屋敷の東棟にある音楽室に移動し、周囲に人影がないことを確かめると、雅俊は部屋の真ん中で小夜子に向き直った。
「本当に来る気なのか?」
彼女はっきり頷いた。
「ええ。学校にかけ合って、絶対コンクールに出させてあげるわ。約束したもの」
「でも」
「おじいさまのことなら大丈夫よ。今度は言わないから」
「えっ……?」
顔を覗くと小夜子は少し悲しそうに微笑んだ。
「ごめんなさいね。私、あの夕食会のあとでおじいさまにお願いして……わかったの。おじいさまが言っていた大事なお客様って、あれは口実でしょう?」
「……それは」
内心ギクリとしていると小夜子は続けて言った。
「おじいさまは、どうしてかわからないけど俊くんをコンクールに出したくないのね。だから正面から話したのでは説得できそうになくて……」
雅俊はホッとして目を伏せた。何かあるとは思っているようだが事情を知ったわけではないらしい。
(小夜子に少しでも知られたりした時には――)
記憶を追い払うように頭をひと振りすると、雅俊は小夜子に笑いかけた。
「いいんだ。小夜子がそんな風に気にかけてくれるだけでも嬉しいよ」
実際、先ほどの鞠江の態度にはさすがにくるものがあった。
(母さんは知っている。おれが啓介からどういった扱いを受けているのかを。知っていて、気にしながらそこには目をつぶって、今の華やかな暮らしを維持しているんだ)
――人間は生活していかなければならない。
わかってはいるのだが……!
「それとも、本当に俊くんの迷惑になってしまったのかしら……」
「え?」
小夜子は少し俯き加減に聞いてきた。
「私は俊くんを支えたい。ピアノを通して、あなたが飛び立ちたいと望んでいることをいつも感じているから。けれど、もし役に立たないのなら……」
しょんぼりとうなだれる小夜子の姿に、鞠江のことでかなり傷ついていた雅俊は心を動かされた。
「そんなことないよ。嬉しかったよ」
それは本心だ。たとえ、彼女の言動が裏目に出たために、この身を大人たちから苛まれる結果になったのだとしても。
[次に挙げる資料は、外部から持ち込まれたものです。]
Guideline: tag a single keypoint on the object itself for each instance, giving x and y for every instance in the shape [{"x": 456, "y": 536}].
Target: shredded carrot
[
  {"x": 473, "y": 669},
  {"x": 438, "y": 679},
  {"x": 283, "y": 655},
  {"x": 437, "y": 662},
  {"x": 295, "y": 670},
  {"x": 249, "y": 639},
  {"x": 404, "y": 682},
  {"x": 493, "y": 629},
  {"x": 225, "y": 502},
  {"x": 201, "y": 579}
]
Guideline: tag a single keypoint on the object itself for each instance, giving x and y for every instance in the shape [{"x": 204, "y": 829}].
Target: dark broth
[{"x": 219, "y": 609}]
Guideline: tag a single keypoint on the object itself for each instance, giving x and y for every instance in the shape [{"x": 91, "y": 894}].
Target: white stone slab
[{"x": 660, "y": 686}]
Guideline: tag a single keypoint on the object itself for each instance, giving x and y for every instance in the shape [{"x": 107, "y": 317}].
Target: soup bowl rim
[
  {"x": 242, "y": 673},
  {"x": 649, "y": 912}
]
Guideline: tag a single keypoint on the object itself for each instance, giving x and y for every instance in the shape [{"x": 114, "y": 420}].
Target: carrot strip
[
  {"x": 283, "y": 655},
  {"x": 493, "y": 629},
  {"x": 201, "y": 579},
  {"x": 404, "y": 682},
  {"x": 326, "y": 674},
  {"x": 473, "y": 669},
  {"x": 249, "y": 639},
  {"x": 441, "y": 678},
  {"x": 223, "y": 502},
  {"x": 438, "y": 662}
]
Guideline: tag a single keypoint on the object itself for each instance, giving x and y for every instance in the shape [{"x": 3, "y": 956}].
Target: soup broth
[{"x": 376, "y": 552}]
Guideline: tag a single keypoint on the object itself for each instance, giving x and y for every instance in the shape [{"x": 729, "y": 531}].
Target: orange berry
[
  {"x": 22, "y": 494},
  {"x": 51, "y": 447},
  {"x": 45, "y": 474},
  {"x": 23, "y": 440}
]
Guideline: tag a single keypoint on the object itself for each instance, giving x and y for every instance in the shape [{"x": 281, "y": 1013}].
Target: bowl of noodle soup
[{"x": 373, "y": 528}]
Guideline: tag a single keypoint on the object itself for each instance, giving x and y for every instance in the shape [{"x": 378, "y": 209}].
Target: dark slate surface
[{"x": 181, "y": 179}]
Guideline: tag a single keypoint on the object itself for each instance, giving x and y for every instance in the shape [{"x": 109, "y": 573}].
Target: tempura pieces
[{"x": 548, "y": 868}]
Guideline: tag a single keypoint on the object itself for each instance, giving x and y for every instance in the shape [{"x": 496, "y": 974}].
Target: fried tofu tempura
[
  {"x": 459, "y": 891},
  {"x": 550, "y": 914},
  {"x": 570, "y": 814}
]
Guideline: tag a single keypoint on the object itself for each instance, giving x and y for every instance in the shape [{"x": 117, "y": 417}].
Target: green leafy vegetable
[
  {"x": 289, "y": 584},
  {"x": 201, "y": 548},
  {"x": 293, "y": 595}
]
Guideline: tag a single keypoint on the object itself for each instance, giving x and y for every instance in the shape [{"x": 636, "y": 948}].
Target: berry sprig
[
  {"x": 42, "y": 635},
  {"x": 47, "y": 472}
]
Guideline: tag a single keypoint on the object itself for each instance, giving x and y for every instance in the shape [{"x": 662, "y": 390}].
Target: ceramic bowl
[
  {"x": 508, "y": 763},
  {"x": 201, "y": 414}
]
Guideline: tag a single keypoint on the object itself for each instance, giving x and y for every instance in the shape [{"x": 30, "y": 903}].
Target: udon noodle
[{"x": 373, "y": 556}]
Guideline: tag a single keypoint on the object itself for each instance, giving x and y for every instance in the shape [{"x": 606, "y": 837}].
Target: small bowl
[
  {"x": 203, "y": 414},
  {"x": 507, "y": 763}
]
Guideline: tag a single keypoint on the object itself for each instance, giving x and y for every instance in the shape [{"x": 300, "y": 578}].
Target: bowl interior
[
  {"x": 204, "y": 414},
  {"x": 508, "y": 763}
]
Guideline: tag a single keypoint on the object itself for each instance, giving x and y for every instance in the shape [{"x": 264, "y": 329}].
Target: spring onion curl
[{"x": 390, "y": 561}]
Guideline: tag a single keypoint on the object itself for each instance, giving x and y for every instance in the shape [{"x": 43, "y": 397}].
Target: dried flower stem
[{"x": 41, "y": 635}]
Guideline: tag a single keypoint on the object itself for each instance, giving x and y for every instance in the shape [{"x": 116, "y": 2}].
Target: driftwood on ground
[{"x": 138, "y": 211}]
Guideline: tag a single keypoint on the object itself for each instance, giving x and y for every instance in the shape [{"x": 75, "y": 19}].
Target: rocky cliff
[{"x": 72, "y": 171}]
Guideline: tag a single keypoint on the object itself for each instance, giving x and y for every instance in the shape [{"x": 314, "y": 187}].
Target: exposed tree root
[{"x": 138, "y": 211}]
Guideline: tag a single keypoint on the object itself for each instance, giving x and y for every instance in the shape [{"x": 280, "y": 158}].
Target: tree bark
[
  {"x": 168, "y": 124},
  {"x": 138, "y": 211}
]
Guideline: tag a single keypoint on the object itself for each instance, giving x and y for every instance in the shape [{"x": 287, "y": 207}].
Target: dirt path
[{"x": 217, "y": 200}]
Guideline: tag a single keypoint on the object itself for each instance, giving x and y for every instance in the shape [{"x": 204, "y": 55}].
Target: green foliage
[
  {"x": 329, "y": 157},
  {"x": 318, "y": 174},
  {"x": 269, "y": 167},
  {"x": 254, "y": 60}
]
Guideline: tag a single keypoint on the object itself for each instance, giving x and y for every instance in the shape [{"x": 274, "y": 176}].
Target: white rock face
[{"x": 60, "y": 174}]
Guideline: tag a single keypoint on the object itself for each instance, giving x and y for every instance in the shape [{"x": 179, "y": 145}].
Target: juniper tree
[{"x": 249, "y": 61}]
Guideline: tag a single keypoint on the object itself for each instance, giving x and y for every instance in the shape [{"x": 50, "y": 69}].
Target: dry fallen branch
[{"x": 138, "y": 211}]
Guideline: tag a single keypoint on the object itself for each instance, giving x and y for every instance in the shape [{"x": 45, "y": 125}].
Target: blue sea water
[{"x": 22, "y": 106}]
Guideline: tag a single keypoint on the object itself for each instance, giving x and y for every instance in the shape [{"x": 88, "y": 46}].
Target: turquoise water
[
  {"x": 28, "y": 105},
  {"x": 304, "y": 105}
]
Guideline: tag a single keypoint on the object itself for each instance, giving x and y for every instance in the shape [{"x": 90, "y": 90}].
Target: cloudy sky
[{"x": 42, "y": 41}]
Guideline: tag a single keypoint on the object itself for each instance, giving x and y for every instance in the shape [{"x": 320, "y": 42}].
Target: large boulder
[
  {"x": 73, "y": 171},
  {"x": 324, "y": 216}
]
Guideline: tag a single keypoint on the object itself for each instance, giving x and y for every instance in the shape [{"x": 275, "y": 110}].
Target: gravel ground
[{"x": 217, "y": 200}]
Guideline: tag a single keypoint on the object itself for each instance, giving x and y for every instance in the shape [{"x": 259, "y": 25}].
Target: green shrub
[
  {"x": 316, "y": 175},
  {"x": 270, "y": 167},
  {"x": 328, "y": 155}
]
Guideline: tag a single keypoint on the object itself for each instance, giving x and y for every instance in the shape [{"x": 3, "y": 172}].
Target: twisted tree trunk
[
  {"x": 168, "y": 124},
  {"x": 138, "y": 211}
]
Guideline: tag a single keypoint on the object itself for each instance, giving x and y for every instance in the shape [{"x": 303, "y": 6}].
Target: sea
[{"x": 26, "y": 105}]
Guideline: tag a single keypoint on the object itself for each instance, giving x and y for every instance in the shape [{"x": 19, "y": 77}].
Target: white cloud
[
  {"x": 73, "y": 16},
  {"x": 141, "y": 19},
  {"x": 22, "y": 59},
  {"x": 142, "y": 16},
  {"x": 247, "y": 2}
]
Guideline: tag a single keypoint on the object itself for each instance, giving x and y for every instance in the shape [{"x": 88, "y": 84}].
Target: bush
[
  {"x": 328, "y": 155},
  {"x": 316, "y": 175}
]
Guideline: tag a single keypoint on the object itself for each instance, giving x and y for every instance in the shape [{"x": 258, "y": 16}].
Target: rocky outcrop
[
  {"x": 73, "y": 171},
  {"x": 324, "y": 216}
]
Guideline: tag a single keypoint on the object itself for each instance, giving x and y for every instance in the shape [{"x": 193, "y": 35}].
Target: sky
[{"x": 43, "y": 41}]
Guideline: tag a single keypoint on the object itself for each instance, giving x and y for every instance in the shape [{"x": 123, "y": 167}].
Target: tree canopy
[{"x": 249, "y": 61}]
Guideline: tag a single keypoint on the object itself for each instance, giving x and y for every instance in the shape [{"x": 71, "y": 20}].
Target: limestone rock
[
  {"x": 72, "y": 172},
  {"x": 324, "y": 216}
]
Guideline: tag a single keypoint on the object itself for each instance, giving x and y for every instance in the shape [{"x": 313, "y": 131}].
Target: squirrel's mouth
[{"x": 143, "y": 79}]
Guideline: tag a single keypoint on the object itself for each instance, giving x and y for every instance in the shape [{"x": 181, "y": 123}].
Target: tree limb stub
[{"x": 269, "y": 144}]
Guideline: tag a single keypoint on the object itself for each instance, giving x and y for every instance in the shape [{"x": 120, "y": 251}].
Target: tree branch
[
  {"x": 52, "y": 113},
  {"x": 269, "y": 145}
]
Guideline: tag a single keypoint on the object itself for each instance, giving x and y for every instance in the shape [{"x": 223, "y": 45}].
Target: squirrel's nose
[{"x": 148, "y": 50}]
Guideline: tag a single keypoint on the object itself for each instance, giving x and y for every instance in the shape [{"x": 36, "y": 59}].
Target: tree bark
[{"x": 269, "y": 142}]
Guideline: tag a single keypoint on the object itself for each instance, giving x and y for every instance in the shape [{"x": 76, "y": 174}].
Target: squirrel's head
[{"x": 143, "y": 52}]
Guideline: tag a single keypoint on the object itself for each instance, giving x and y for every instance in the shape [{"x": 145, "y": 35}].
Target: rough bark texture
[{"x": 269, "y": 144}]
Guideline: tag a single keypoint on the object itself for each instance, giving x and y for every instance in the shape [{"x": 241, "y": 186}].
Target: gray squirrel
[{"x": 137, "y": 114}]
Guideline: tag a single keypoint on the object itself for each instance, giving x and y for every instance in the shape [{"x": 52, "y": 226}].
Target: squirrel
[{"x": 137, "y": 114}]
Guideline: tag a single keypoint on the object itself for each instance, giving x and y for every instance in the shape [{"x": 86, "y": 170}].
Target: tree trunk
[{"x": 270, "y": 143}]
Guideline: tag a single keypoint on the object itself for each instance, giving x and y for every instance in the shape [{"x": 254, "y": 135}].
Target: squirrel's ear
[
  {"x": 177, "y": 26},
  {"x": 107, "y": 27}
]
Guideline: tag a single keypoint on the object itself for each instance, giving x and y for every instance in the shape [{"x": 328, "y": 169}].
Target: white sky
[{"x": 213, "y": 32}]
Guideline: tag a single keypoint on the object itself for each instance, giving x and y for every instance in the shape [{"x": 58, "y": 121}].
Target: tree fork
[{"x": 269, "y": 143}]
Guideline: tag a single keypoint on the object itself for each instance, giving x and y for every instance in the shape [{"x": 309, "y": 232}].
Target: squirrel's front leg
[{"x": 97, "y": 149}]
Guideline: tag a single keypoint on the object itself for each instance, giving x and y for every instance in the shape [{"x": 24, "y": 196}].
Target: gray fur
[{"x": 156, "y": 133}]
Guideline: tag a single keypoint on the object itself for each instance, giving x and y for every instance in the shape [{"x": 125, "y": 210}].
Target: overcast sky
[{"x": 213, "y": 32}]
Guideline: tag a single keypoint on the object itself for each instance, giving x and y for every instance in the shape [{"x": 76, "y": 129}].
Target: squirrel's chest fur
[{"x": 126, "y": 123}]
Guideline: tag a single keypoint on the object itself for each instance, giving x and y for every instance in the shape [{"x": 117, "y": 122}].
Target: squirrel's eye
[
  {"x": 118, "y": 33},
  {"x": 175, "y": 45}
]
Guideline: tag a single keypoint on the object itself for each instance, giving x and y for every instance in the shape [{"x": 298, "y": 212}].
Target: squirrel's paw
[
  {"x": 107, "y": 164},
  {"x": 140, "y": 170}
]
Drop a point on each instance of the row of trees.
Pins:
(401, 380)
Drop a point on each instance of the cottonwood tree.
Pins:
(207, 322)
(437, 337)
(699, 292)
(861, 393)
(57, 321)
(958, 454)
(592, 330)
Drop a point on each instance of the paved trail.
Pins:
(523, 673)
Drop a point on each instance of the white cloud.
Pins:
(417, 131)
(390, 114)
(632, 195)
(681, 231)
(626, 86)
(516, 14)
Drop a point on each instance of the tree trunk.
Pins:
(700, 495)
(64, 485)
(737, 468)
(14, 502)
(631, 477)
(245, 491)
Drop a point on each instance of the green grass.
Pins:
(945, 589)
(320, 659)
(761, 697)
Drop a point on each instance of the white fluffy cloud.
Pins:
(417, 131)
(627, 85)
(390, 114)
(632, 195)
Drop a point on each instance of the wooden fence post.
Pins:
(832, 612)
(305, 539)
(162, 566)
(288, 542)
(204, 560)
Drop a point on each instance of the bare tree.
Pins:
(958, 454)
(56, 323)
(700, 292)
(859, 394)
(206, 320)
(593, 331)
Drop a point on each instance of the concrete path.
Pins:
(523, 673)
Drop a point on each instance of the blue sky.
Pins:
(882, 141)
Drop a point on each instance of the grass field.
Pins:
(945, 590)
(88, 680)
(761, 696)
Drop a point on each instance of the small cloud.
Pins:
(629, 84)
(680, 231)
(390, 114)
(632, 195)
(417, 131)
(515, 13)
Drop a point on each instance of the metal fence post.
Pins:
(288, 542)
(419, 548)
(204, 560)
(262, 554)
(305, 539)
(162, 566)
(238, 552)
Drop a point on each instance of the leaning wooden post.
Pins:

「今、この家でおれの将来のことを本気で心配してくれているのは小夜子だけだ」
顔を上げた小夜子に雅俊の腕が無意識に伸びた。小夜子は抗わなかった。ここへ来た時はまだ低かった背も、いつしか小柄な彼女を抜き、こうして抱きしめても肩の上に顔がくるようになった。
「それを知ってるから、嬉しいよ」
「俊くん……」
「ただ、おれのピアノに関わったことで小夜子が啓介さんから怒られたりしないのかが心配なんだ」
啓介は雅俊には「おじいさま」と呼ぶことを禁じている。彼の趣味からすれば当然だろう。
「だから、無理はしないでほしい」
抱きしめた小夜子の温もりがいつになく全身に染みて、胸の内側に熱が燻って腕を離し難い。それでも場所柄の危うさ思いだし、名残惜しく抱擁を解こうとすると、今度は小夜子が腕を背に回してきた。
「ごめんなさい、私の力不足で……これからはもっとうまくやって見せるわ。二度と鞠江さんからあんな風に言われないように」
雅俊が顔を覗くと、小夜子は小作りな顔の中で黒曜石の瞳を爛々と燃え立たせていた。
「おじいさまには絶対わからないようにして、学校行事はすべて出席してみせるから」
「………」
なんか、目的が逸れていってないか?
そう思ったものの、口に出すのはヤメておいた。